Mammoth tusk hunters probe permafrost for ‘ethical ivory’

With the sale of elephant tusks under close scrutiny, “ethical ivory” from the extinct woolly mammoth is now feeding an insatiable market in China. This rush on mammoth ivory is luring a fresh breed of miner – the tusker – into the Russian wilderness and creating millionaires in some of the poorest villages of Siberia.

Some tuskers use the excavating power of the pressurized water to bore deep underground. This tunnel runs for over 60 meters.

“When you find a skull, the horn is usually 15 or 20 meters away.”

In warm soil, bones would rot away within a decade. But tusks and bones like this one can survive tens of thousands of years once locked into the permafrost.

Most men here will spend the entire summer away from home and family.
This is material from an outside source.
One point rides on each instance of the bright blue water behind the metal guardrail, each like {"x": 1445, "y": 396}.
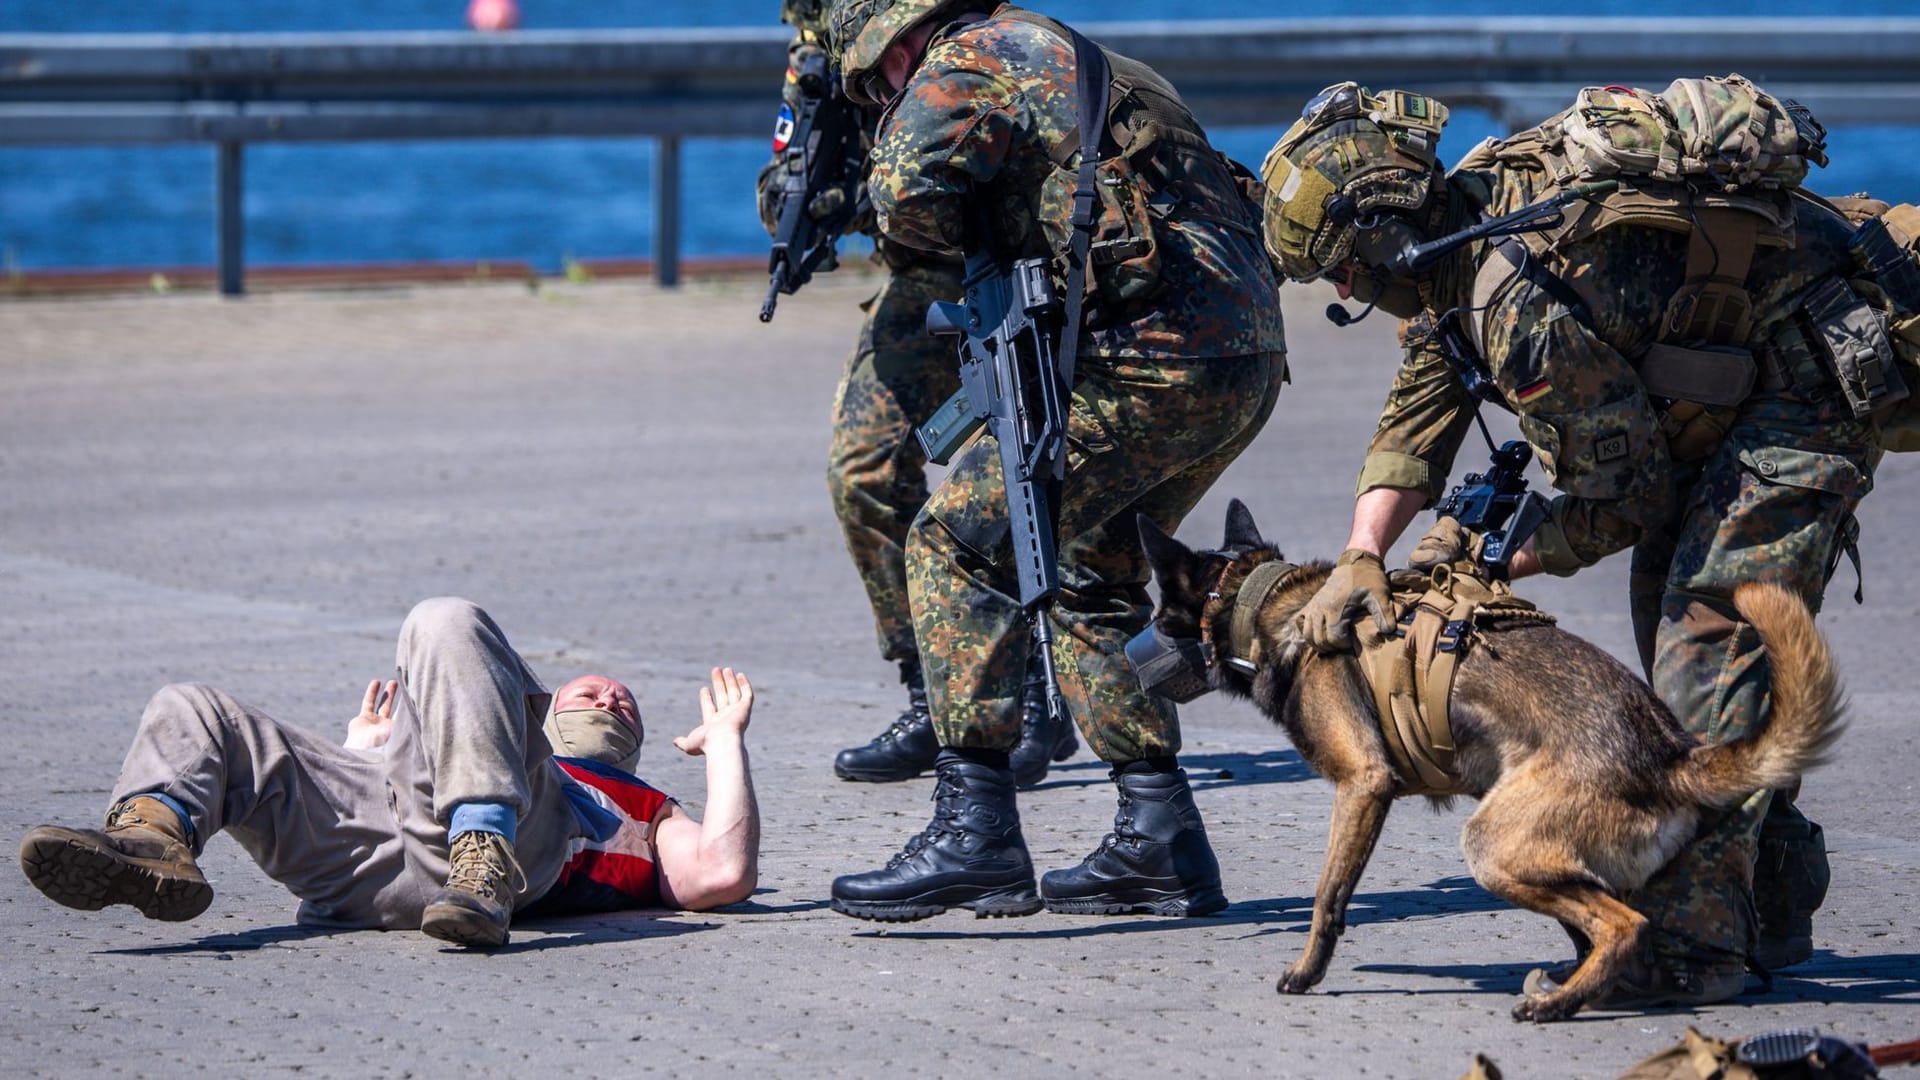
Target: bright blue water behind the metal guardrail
{"x": 571, "y": 199}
This woolly rhinoceros horn will probably end up in Vietnam and be ground into powder, then marketed as medicine. The 2.4-kilogram horn was sold to an agent for $14,000.

On warm days, some of the men wear clothes more suited to beekeeping than hard labor.

Mosquitoes are a near-constant plague. Only the coldest mornings offer an hour or two of relief.

For most tuskers, a whole summer of labor in the gluey mud will end up losing them money.

This 65-kilogram tusk, photographed a moment after it was plucked from the permafrost, was sold for $34,000. The two men who found it unearthed three more in just over a week, including one weighing 72 kilograms.

To keep his expedition cheap, this young tusker converted the engine from a Soviet-era Buran snowmobile into a water pump.

Ravaged landscape is the obvious result of the tusk hunters’ methods, but the impact on Yakutia’s waterways is far-reaching.

Tuskers use the power of pressurized water to bore deep into the permafrost in search of ivory.

But the number of tuskers across the Yakutia region, which is eight times the size of Germany, is increasing every year. (There were three sites along a 120-kilometer stretch of this river alone.) And as more stories of instant, spectacular wealth filter back to the towns, that trend is likely to continue.